Market Watch Diary The bear is upon us

January 14, 2009 06:00 PM
Alan Levitt
It was fun while it lasted, but the great bull run of 2007–08 came to a crashing end in the fourth quarter of 2008.

The cheese market is entering the New Year below $1.30/lb. for the first time since 2003. Butter is below $1.20/lb. for the first time since 2003, too. Powder is moving to the government for the first time in 2½ years. And the whey price is the
lowest it's been in nearly five years.

In the period from Thanksgiving to Christmas, cheddar blocks lost 30% of their value and butter lost 24%. Once the reality of the situation sank in, Class III milk futures also plunged: Contracts covering the first half of 2009 dropped from an average of $14.80 on Oct. 31 to just $11.77 on December 30th.

It was obvious to just about everyone in the industry that the market was collapsing. But thanks to lags in the milk pricing system, it's taking months to get the signal to producers to pull back the reins.

December's All-Milk price was $15.90. That's not a great price by recent standards, and not really a profitable price given current feed costs, but hardly low enough to force a correction in the supply, either.

Dairy producers will need to brace for a bitter winter. An extended period of $12 milk (or lower), as futures project, will pinch returns back to the depths suffered throughout 2002–03.

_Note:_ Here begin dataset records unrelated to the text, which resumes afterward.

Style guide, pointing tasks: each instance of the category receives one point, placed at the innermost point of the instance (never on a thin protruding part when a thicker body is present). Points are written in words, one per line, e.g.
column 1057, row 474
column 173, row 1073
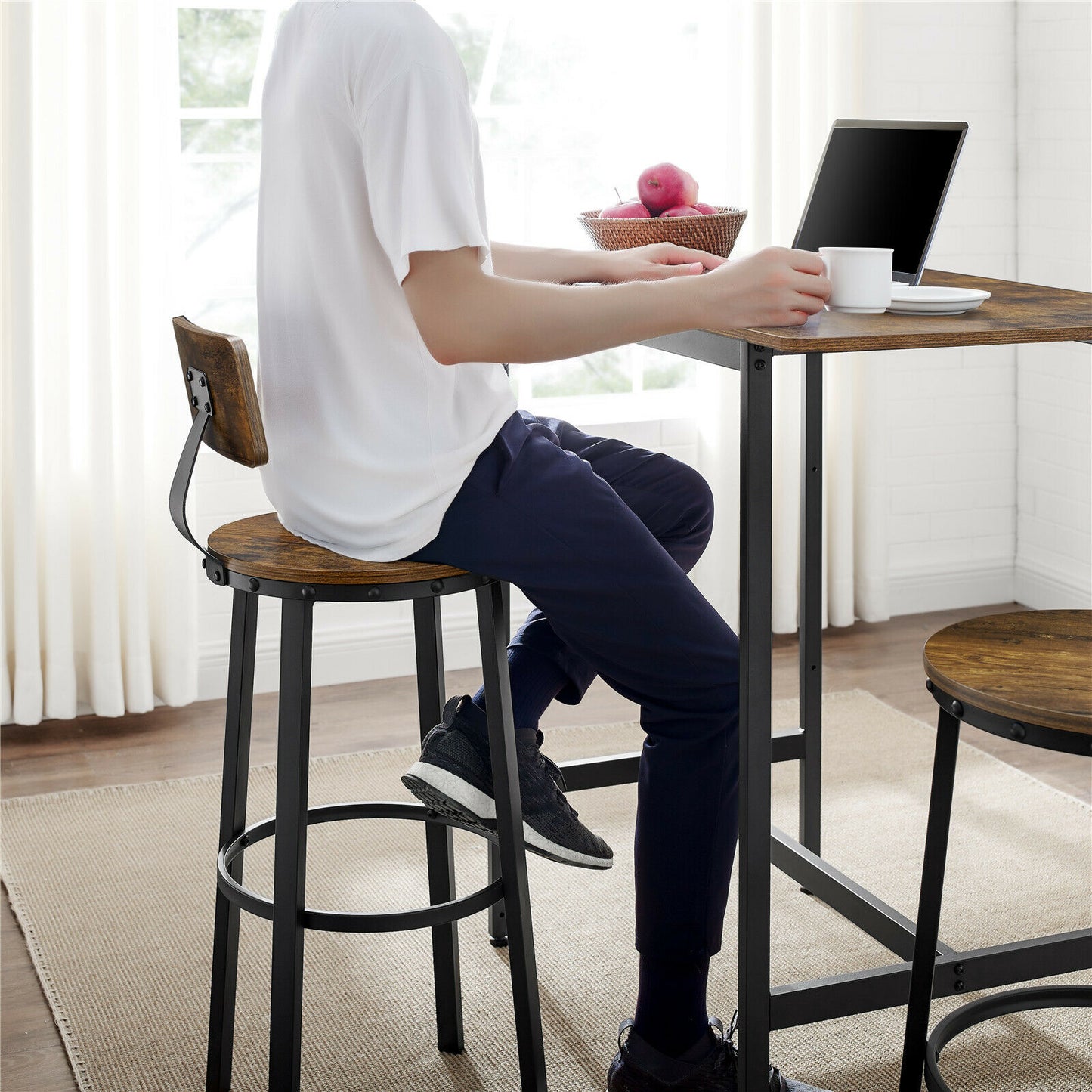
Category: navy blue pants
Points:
column 600, row 537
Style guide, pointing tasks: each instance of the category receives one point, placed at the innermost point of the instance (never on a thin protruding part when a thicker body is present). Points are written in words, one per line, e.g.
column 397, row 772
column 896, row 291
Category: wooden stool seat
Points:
column 1031, row 667
column 259, row 559
column 259, row 546
column 1025, row 676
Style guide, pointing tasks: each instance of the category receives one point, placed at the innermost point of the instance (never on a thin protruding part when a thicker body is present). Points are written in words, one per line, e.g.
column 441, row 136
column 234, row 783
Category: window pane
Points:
column 669, row 373
column 222, row 138
column 220, row 209
column 608, row 373
column 218, row 49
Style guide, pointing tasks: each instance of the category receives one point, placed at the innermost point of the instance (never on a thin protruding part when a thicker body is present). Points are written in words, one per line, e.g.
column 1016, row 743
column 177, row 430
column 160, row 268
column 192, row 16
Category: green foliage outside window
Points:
column 216, row 54
column 218, row 51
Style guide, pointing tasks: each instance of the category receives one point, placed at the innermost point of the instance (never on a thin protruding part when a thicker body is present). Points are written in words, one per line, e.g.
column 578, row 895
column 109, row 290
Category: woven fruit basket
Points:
column 716, row 233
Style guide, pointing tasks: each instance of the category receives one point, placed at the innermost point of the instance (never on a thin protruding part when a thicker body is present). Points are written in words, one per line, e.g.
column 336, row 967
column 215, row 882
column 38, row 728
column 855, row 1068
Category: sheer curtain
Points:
column 797, row 67
column 97, row 586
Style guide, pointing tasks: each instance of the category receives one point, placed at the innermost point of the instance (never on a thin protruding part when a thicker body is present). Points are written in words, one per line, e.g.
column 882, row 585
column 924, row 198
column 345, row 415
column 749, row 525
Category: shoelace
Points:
column 555, row 773
column 775, row 1078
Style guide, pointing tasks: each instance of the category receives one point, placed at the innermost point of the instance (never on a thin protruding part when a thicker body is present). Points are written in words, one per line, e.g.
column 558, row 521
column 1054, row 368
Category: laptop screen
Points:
column 881, row 184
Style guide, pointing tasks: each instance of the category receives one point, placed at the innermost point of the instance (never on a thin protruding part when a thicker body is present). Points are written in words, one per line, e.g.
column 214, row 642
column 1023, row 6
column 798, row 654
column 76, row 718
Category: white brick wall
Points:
column 951, row 436
column 1054, row 382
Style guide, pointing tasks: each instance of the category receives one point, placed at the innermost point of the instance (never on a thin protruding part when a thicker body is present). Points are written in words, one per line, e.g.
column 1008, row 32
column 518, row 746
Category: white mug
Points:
column 859, row 279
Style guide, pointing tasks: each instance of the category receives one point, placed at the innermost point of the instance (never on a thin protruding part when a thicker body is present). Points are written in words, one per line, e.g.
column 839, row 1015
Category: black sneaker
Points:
column 639, row 1067
column 454, row 777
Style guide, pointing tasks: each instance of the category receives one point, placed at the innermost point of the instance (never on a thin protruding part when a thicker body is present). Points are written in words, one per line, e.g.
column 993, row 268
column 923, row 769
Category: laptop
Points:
column 883, row 184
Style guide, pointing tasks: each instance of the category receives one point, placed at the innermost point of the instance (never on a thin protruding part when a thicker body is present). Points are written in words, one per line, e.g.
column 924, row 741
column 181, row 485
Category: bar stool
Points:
column 258, row 557
column 1025, row 676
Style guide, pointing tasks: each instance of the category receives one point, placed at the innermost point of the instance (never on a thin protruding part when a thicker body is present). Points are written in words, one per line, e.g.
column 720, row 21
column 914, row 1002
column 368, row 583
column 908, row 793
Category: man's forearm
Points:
column 495, row 319
column 551, row 264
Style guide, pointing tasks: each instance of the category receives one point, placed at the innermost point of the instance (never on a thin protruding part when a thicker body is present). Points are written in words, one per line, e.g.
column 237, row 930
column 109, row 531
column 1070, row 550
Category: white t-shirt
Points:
column 370, row 152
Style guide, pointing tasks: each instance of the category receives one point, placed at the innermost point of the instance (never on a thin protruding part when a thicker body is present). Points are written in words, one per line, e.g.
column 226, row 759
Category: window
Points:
column 572, row 102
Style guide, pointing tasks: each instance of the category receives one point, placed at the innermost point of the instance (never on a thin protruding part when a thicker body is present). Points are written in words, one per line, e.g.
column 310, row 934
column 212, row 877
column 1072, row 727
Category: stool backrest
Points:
column 235, row 429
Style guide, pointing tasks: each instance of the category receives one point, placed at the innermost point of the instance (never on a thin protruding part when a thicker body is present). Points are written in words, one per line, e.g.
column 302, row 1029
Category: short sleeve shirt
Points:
column 370, row 152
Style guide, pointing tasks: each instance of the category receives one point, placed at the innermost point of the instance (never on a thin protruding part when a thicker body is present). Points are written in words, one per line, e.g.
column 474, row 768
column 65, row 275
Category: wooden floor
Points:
column 885, row 659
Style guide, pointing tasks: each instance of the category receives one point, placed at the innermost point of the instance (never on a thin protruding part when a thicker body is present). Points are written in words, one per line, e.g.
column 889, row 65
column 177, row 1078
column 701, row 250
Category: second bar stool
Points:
column 258, row 557
column 1025, row 676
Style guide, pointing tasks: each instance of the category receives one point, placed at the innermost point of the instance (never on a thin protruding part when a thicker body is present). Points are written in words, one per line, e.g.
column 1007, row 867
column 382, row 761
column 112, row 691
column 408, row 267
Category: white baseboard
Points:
column 920, row 590
column 1044, row 591
column 354, row 653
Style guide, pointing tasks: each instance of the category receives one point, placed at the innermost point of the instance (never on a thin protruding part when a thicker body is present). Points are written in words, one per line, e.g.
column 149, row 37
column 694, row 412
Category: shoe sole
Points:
column 451, row 797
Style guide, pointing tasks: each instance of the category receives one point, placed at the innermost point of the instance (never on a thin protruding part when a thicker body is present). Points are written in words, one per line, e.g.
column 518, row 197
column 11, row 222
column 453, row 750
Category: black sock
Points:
column 535, row 682
column 670, row 1004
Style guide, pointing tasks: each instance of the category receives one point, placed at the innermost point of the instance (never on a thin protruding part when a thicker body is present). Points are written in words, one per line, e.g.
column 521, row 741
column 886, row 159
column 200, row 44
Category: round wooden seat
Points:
column 1031, row 667
column 259, row 546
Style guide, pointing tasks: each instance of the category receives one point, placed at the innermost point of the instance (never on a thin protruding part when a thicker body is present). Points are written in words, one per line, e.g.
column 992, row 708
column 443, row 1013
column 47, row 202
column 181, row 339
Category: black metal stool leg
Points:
column 286, row 996
column 438, row 843
column 233, row 816
column 928, row 907
column 498, row 920
column 498, row 930
column 493, row 630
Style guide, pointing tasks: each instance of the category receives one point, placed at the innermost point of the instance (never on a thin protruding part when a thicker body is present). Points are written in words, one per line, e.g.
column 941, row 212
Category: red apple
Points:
column 628, row 210
column 665, row 186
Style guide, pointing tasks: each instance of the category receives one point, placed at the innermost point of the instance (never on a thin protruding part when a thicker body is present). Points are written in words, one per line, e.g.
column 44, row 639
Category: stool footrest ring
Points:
column 441, row 913
column 988, row 1008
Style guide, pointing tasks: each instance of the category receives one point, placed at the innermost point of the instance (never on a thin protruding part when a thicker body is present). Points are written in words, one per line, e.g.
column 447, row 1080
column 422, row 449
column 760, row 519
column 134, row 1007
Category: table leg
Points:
column 810, row 610
column 755, row 747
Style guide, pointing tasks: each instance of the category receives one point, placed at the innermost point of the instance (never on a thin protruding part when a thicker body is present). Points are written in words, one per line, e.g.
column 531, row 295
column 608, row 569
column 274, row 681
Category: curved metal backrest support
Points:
column 181, row 485
column 220, row 389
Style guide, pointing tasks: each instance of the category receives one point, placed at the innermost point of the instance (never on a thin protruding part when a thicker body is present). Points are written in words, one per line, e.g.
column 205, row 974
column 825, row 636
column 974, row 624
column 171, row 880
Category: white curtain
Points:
column 797, row 67
column 97, row 586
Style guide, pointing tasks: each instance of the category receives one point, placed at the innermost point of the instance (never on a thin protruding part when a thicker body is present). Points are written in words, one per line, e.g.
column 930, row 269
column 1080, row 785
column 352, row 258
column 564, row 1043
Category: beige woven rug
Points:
column 119, row 924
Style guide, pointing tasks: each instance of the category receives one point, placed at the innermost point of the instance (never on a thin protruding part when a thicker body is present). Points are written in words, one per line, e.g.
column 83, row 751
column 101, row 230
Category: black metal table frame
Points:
column 761, row 846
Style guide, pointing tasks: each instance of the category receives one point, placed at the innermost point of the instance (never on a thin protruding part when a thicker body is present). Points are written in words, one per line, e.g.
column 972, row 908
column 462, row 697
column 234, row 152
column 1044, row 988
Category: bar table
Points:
column 1015, row 314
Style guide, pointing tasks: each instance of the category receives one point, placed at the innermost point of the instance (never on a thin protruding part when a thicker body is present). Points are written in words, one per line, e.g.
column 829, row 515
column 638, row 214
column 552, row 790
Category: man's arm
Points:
column 552, row 264
column 463, row 314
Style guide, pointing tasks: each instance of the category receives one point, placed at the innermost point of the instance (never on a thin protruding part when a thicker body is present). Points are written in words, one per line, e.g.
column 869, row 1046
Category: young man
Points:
column 385, row 314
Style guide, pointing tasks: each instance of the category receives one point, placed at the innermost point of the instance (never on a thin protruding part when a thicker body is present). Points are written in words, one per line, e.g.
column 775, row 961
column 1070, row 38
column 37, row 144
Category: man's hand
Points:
column 657, row 262
column 775, row 287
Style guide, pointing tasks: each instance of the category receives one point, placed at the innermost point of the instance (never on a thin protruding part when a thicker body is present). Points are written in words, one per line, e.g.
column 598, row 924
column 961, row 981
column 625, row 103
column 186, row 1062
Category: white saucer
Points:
column 934, row 299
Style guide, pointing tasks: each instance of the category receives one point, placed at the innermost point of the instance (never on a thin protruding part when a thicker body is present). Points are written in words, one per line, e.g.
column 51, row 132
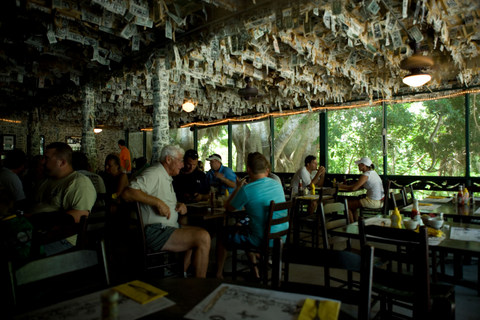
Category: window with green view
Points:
column 249, row 137
column 352, row 134
column 427, row 138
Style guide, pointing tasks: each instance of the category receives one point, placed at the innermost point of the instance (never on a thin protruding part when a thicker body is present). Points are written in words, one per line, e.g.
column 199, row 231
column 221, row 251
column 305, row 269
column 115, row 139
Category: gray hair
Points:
column 171, row 150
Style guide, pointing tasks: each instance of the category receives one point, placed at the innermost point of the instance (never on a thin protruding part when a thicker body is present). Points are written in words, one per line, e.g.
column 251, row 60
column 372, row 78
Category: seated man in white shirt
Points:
column 153, row 188
column 311, row 174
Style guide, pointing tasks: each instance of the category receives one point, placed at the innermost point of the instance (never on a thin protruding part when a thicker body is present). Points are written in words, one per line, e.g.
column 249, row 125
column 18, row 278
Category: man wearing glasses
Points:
column 159, row 207
column 191, row 184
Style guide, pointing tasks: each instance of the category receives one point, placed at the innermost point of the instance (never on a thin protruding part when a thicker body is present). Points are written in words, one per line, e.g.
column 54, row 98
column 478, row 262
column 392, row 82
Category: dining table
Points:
column 448, row 207
column 191, row 298
column 459, row 238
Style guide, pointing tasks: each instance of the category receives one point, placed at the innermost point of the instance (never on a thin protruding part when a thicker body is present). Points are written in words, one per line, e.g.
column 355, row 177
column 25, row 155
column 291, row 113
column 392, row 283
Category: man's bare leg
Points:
column 353, row 205
column 188, row 238
column 221, row 257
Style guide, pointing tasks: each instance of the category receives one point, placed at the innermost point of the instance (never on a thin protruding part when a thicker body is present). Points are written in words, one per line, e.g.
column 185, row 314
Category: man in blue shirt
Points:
column 220, row 177
column 255, row 197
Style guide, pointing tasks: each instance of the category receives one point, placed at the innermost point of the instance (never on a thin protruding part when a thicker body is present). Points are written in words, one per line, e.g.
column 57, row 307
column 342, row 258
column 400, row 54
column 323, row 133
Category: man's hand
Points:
column 321, row 170
column 181, row 208
column 219, row 175
column 163, row 209
column 241, row 182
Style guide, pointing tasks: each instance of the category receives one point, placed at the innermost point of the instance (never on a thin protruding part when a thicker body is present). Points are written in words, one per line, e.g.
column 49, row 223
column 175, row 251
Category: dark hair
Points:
column 80, row 161
column 140, row 162
column 62, row 151
column 309, row 159
column 257, row 162
column 192, row 154
column 14, row 159
column 114, row 157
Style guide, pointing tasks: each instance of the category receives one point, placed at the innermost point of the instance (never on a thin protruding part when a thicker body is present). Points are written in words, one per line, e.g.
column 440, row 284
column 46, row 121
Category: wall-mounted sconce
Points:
column 188, row 106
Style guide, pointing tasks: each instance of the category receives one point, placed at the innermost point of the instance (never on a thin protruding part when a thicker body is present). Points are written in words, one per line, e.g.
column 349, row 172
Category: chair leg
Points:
column 234, row 264
column 105, row 263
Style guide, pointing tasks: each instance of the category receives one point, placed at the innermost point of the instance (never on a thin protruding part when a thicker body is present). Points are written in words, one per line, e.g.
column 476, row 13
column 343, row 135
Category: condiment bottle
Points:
column 396, row 219
column 415, row 210
column 460, row 199
column 110, row 305
column 466, row 196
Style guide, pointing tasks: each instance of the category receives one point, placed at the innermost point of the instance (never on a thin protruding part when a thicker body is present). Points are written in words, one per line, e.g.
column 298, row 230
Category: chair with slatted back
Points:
column 342, row 262
column 397, row 286
column 271, row 245
column 164, row 263
column 331, row 216
column 384, row 209
column 64, row 266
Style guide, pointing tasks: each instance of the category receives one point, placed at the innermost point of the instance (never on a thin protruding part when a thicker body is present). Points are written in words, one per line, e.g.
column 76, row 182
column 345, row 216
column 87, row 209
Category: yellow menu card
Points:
column 140, row 291
column 325, row 309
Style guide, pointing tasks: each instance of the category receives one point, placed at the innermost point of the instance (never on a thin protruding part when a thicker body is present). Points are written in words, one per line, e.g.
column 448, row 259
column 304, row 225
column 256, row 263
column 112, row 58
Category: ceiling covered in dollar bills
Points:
column 297, row 54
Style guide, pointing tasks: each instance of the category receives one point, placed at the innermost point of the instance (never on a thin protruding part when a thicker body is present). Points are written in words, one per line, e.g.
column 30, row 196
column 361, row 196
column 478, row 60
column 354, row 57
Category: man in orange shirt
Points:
column 125, row 161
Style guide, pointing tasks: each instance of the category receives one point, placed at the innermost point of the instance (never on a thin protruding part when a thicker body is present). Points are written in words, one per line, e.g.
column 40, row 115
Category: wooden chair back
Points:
column 397, row 285
column 408, row 195
column 154, row 260
column 334, row 259
column 275, row 239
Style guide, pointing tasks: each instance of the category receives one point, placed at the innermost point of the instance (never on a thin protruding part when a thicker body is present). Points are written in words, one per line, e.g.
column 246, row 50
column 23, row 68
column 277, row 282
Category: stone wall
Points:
column 106, row 141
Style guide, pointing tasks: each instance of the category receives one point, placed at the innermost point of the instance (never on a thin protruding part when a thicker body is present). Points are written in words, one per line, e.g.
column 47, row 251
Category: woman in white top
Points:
column 369, row 180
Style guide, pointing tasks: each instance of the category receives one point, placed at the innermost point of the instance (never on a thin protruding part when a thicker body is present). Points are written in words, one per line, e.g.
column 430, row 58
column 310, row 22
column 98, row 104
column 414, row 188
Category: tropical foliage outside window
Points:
column 182, row 137
column 475, row 135
column 427, row 138
column 213, row 140
column 249, row 137
column 296, row 137
column 352, row 134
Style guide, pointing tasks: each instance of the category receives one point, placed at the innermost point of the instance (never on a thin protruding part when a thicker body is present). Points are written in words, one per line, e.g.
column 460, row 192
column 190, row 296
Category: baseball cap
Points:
column 215, row 157
column 192, row 154
column 365, row 160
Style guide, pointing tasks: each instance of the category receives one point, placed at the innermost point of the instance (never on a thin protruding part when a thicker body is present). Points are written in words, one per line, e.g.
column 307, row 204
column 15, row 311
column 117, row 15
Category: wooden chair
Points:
column 397, row 286
column 408, row 195
column 164, row 263
column 331, row 216
column 65, row 265
column 384, row 209
column 271, row 245
column 333, row 259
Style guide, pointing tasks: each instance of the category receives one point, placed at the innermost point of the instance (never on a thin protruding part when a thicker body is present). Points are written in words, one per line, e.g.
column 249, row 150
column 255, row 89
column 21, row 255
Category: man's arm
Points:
column 229, row 183
column 77, row 214
column 357, row 185
column 319, row 177
column 239, row 185
column 130, row 195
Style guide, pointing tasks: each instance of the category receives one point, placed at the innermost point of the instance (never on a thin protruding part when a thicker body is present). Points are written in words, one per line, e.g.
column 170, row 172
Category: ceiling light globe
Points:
column 417, row 80
column 188, row 106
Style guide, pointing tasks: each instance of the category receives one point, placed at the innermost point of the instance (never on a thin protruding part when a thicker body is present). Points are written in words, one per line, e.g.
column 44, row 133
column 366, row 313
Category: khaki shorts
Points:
column 369, row 203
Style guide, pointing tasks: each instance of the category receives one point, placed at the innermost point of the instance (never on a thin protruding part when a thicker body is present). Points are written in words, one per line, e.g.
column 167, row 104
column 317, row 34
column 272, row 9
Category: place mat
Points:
column 438, row 199
column 238, row 302
column 464, row 234
column 90, row 307
column 314, row 309
column 309, row 197
column 140, row 291
column 422, row 206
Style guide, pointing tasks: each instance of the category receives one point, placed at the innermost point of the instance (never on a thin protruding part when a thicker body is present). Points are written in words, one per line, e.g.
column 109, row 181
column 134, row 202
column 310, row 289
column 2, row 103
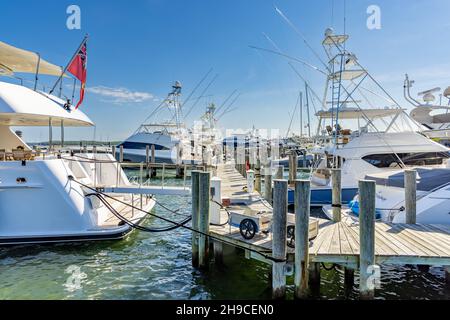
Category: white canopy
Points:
column 388, row 143
column 20, row 106
column 357, row 113
column 14, row 60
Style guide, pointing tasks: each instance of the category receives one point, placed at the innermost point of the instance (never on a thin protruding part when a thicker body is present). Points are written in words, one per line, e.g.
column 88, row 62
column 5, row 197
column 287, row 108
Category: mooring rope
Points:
column 177, row 225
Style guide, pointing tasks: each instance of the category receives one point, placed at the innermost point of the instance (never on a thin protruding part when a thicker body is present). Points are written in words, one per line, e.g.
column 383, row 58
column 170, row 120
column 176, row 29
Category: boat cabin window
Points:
column 409, row 159
column 141, row 146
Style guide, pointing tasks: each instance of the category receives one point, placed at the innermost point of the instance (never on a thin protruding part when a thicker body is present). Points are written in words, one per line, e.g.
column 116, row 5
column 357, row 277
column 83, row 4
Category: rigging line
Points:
column 292, row 117
column 227, row 110
column 197, row 86
column 300, row 34
column 368, row 74
column 289, row 57
column 375, row 94
column 226, row 100
column 178, row 225
column 152, row 114
column 332, row 13
column 202, row 94
column 309, row 86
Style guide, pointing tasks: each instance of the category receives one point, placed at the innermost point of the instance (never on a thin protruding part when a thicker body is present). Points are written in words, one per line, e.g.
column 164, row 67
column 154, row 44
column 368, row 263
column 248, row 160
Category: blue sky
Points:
column 138, row 48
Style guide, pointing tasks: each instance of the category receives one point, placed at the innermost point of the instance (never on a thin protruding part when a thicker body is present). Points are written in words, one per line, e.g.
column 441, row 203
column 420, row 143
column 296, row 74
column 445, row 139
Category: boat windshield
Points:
column 391, row 160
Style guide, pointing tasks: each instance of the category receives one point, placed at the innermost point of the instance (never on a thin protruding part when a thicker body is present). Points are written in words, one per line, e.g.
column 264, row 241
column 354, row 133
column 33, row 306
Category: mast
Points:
column 307, row 110
column 301, row 114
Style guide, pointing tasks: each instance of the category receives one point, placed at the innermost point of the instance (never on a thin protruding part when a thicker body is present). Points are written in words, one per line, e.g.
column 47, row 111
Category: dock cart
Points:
column 251, row 222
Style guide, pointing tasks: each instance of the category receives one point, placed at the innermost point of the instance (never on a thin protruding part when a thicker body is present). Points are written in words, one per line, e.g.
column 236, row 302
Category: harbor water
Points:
column 158, row 266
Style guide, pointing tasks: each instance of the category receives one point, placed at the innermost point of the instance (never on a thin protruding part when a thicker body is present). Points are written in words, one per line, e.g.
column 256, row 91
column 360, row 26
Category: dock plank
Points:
column 338, row 242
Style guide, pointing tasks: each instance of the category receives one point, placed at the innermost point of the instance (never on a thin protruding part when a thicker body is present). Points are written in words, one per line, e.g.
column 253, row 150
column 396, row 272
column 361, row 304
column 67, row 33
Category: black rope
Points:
column 226, row 210
column 134, row 225
column 176, row 224
column 333, row 266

This should bring about the contraction that the market so clearly needs. Dairy producers have been in steady expansion mode for five years, but supply growth has outpaced the market's ability and willingness to absorb everything that is made.

The big unknown is how long and how deep the dairy price correction will be. The futures market foresees only a modest recovery starting at midyear, and a $15 milk price doesn't show up on the board until July 2010. A lot will depend on when the U.S. economy recovers, and when the global economy climbs back, as well.

It's not unrealistic to think the bear market could settle in for a while. In recent years, dairy markets have moved in 18- to 21-month cycles. From May 2007 to October 2008, blocks of cheddar averaged $1.92/lb. In the 18 months prior to that, blocks averaged $1.29/lb.

If that pattern holds, we may not shift back into a cyclical bull market until late spring 2010. Unfortunately, it's a scenario dairy producers must seriously consider.